As a scientific matter it means quite a lot, that pfizer has completed more extensive and longer term study of safety and efficacy. That is important and we shouldn’t diminish that.
Longer term I assume that the availability of licensed vaccines is eventually going to make other vaccines no longer meet the emergency use criteria and they will either have to get full approval or be withdrawn from the market.
Go ahead and suit up — it’s game time!
Sure, but that’s not related to FDA regulations, that’s just local window dressing, as you rightly point out, to avoid vaccine mandates.
@Doctor_Faustus , I agree with you that we should keep BioNTech in the name of that vaccine. I think the trade name has not been used in the US yet because it has not been approved for marketing until now.
YES it was rushed.
Their God-Emperor of the United States signed a bill that explicitly rushed it. We know exactly why it was rushed, and we saw the data as two of the trials were overlaid instead of run sequentially. This data’s still good, the trials are still good, and everything is okay. This might even be the new standard in how we develop vaccines.
But it absolutely was rushed, that was the whole fucking POINT.
Note that full approval is only for patients 16 years old and up. It’s still (strikeout “experimental”) under emergency use authorization for ages 12 through 15.
You’re right it was rushed but neither BioNTech nor Pfizer took any of the “warp speed” money. BioNTech were first out of the block anyway, possibly as they had done Sars vaccine before.
That’s not exactly correct. They didn’t take any of the research funding money, but they did take around $3 billion dollars from Operation Warp Speed for 300 million doses.
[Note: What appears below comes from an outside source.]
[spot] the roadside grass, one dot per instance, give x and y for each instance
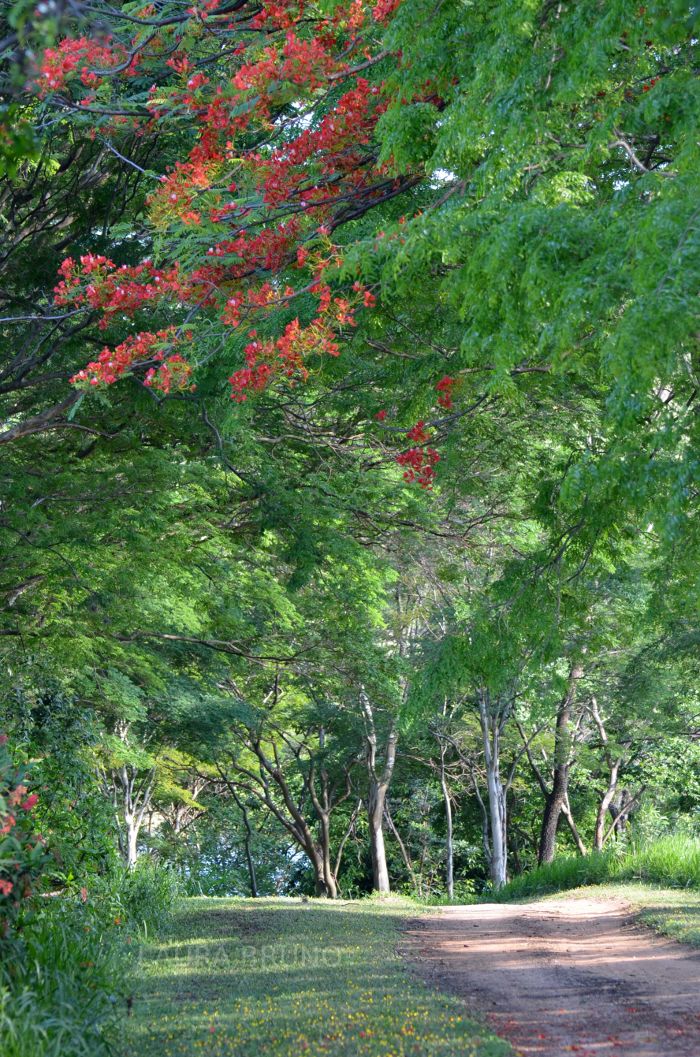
(671, 861)
(669, 911)
(660, 879)
(280, 978)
They confirmed in a press release that this DID make them part of Operation Warp Speed , which was why they got the EUA for their drug and produced 300 million doses for US citizens.
“Wheels within wheels.” (Frank Herbert)
Guys, I just started the Goalpost Moving Company, for anti-vaxxers who suddenly find themselves on the wrong side of FDA approval. I expect a lot of business soon, so if you can lift up to 5 words and love to work from home, please let me know. Lots of work incoming.
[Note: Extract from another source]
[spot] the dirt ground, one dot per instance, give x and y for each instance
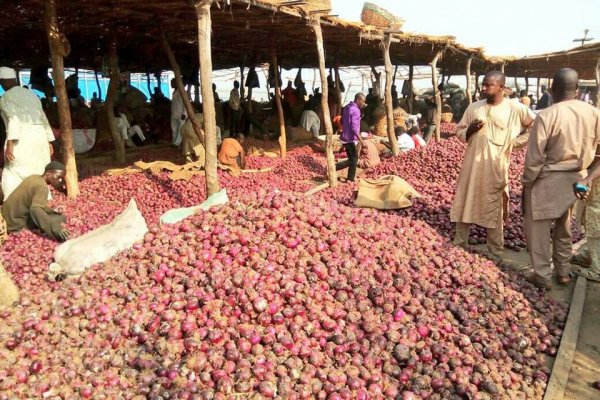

So far I’ve seen people saying that FDA was bribed by Big Pharma, and/or it’s not “really” approved.
One meaningful thing this does (beyond kicking one of the arguments of anti-vaxxers out from under them), it seems to me, is that it could make it legal for doctors to prescribe it for “off-label” use. Which suggests that a pediatrician could possibly prescribe it for an under 12 if they deemed it “medically appropriate”
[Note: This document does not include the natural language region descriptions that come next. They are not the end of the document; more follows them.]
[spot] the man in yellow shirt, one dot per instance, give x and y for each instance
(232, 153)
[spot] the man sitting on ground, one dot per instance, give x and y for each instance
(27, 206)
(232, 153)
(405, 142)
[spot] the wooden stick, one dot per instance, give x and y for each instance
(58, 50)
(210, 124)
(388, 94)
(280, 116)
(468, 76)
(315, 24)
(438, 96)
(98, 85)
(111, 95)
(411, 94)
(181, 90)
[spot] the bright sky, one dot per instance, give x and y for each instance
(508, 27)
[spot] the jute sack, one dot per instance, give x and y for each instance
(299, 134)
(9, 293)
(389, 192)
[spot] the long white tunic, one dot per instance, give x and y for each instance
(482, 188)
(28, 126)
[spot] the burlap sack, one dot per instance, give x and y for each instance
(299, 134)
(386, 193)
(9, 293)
Per the FDA: “From the FDA perspective, once the FDA approves a drug, healthcare providers generally may prescribe the drug for an unapproved use when they judge that it is medically appropriate for their patient.”
I am not a doctor or a medical regulator or a lawyer, so take this all with the hugest grain of salt.
Does it mean that people can start asking their doctors for an unofficial third-dose?